身を捨ててこそ浮かぶ瀬もあれの意味

「身を捨ててこそ浮かぶ瀬もあれ」の意味は、自分の命を犠牲にする覚悟を持って、初めて窮地を脱し、物事を成就することができるということです。

捨て身の覚悟で物事に取り組むことによって、危機を脱して活路を見出すことができます。

おぼれかけた時は、もがけばもがくほど深みにはまるものです。捨て身になって水の流れに身を任せることによって、やがて浅瀬にたどり着き、立つことができるという例えから出た言葉になります。

同義語には、「皮を切らせて肉を切り、肉を切らせて骨を切る」、「死中に活を求める」、「肉を切らせて骨を断つ」があります。

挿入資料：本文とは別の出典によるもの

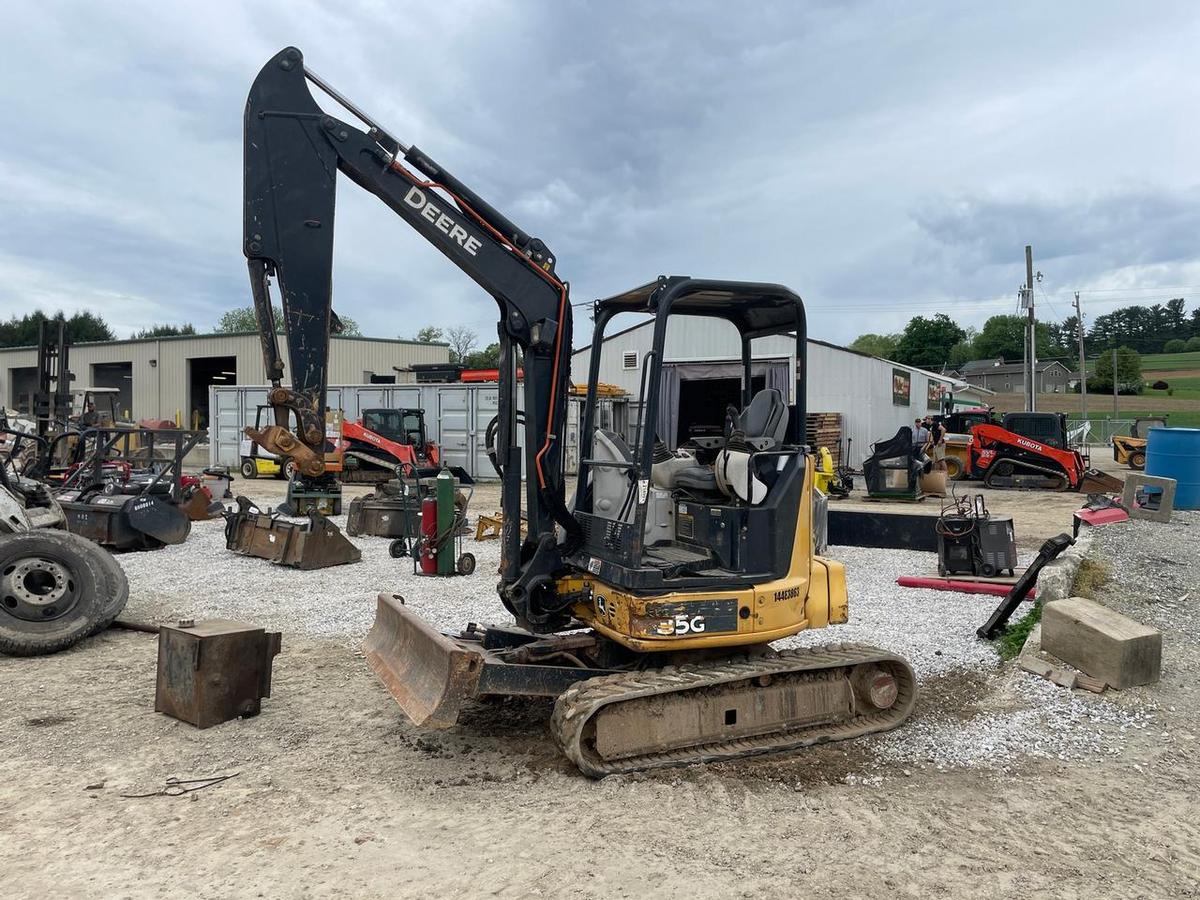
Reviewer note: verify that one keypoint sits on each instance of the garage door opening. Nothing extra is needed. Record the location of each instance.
(118, 376)
(703, 402)
(202, 373)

身を捨ててこそ浮かぶ瀬もあれのビジネスシーンでの意味

ビジネス用語ではないのですが、何かを犠牲にして活路を見出すという場面はビジネスシーンにおいても見られる場合があります。
先細りの本業に見切りをつけて、新分野に挑戦する企業などにこの言葉が当てはまるのではないでしょうか。

例えば、身を捨ててこそ浮かぶ瀬もあれの覚悟で創業以来の本業分野を縮小し、新規事業に資産を集中させた。という利用方法がふさわしいのかもしれません。

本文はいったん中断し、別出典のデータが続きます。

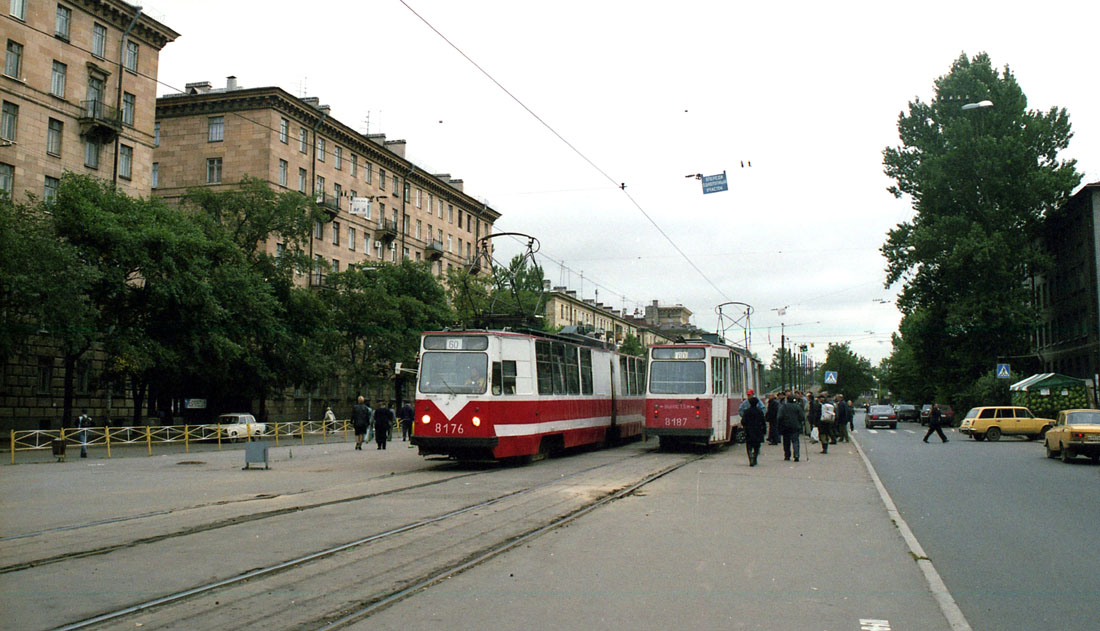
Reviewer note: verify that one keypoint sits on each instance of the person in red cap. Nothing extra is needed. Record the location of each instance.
(752, 419)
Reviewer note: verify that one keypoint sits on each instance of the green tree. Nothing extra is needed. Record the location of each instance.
(980, 180)
(854, 372)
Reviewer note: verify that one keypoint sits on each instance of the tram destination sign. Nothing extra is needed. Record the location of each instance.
(714, 183)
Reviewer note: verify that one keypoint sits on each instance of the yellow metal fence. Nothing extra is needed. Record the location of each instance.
(106, 438)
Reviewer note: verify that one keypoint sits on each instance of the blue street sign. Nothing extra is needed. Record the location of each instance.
(714, 183)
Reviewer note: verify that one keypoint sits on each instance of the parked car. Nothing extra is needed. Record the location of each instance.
(908, 412)
(881, 416)
(240, 425)
(1075, 433)
(946, 414)
(992, 421)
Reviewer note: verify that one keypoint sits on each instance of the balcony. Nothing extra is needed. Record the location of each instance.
(433, 251)
(99, 122)
(387, 230)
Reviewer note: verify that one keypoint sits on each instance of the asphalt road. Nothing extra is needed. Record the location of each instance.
(1014, 535)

大手企業でも、本業を縮小させ、M&Aで新しい分野に挑戦しているところもあります。そのような企業には、まさにこの言葉が似合うでしょう。

身を捨ててこそ浮かぶ瀬もあれの例文

山川の末に流るる橡殻(とちがら)も 身を捨ててこそ浮かむ瀬もあれ 出展:「空也上人絵詞伝」

橡殻(とちがら)とは栃の実が成熟して、弾け落ちた後の殻のことです。諸説あると思いますが、失敗したら一度全てを捨ててること(殻だけになること)で浮き上がること(社会の表にでること)ができるという例えです。